Second sexual assault claim surfaces in Bridges case
CEO suspended as family files suit
ROCKLEDGE, Fla. – The lawyer for a woman police said was impregnated by her caregiver told reporters Friday that a second woman with disabilities from the same group home has claimed she was sexually assaulted and been interviewed by police, News 6 partner Florida Today reported.
According to attorney Kevin C. Smith, of the law firm Lytal, Reiter, Smith, Ivey and Fronrath, the 33-year-old woman told police she was sexually assaulted by Willie Shorter, the same man accused of fathering a child with a woman under his care at a group home in Rockledge.
Shorter, 58, was arrested Feb. 6 after police said he fathered a child with Dawn Blanchard, now 43, a woman with developmental disabilities who lives at the home where Shorter worked as a caregiver. Shorter was charged with lewd and lascivious battery in that case.
As of Friday, court and jail records showed he has not been charged with any additional crimes.
Spokespeople for the Rockledge Police Department did not immediately return calls Friday evening.

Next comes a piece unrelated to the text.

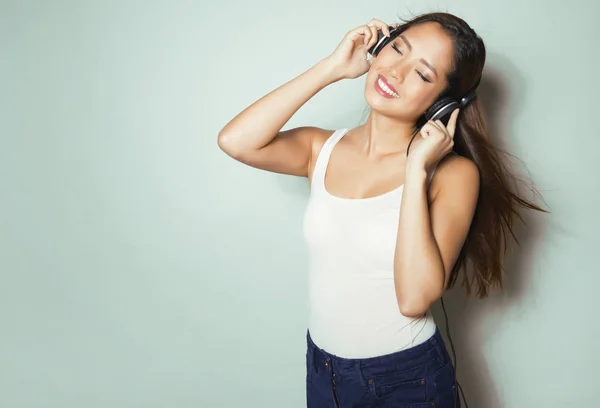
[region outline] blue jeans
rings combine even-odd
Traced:
[[[370,358],[330,354],[309,330],[306,340],[308,408],[460,408],[454,366],[437,328],[424,343]]]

The family of the second woman alerted police after learning of the other allegations against Shorter earlier this week, Smith said. The latest alleged abuse happened in the same group home, Smith said.
"It happened within the last couple of years," said Smith, adding that he was preparing a second civil lawsuit against Bridges and Shorter on behalf of the second woman sometime next week.
Bridges CEO suspended
The news of a second victim comes as Bridges announced Friday the immediate suspension of president and CEO David Cooke, citing "grave concerns about lapses in leadership" in the handling of the incident.
The nonprofit said in a news release its board of directors had unanimously voted to suspend Cooke, who led the organization for more than 10 years.
Chairwoman Susan Stokes Elmore blamed Cooke for keeping Shorter on staff despite his possible involvement in the woman's pregnancy, and said he and Bridges' administration had intentionally withheld information from the board.
Shorter was one of three men investigated by police in 2015, although there was not enough evidence to file charges at the time.
Cooke did not respond to a request for comment Friday.
“Our overarching priority, each and every day, is the safety and well-being of all of the wonderful individuals in our care. We were shocked to learn that something so terrible could occur involving one of our residents," Elmore said in a prepared statement.
The board has retained a legal team to conduct a thorough review of the case, she said. A panel of outside experts will review Bridge's policies and procedures and develop "additional safeguards to ensure that an incident like this could never happen again," she said.
“The Board of Directors embraces its solemn responsibility and duty ... to act promptly to address the alarming events that led to the arrest of a former staff member," Elmore added. "We wish to assure the public that ... we are acting decisively to respond to the situation and to correct any gaps that may have allowed it to happen."
Vice President Lynn Hudson will serve as interim director. Day-to-day operations will not be affected, said spokesman Jon Peck, with the Sachs Media Group in Tallahassee.
According to the group's website, Bridges provides residential services for over 50 clients across three group homes and serves over 350 other individuals through its various programs around Brevard County.
Family plans to sue
On Thursday, Blanchard's family filed a lawsuit against Bridges and Shorter in Brevard County circuit court.
Among charges of negligence, the lawsuit also alleges Shorter had physically assaulted Blanchard. At a news conference Monday, Smith said Blanchard had suffered several physical injuries at the home, including a black eye on at least one occasion.
The allegations against Bridges, noted in the Blanchards' lawsuit, include:
Negligent hiring, supervision and and retention of Shorter;
Failing to care for and protect Blanchard;
Failed to protect Blanchard's rights as a person with developmental disabilities.
Against Shorter, the allegations include:
Engaging in sexual activity and sexual misconduct with Blanchard;
Sexually assaulting Blanchard;
Physically assaulting Blanchard;
Intentionally inflicting emotional distress.
The Blanchards are suing for at least $15,000 in damages.
Cooke said Shorter had been allowed to continue working with Blanchard and 12 others in the home for three years after police began investigating Blanchard's pregnancy in January 2015. Blanchard complained in April 2018 that Shorter had been inappropriately touching her.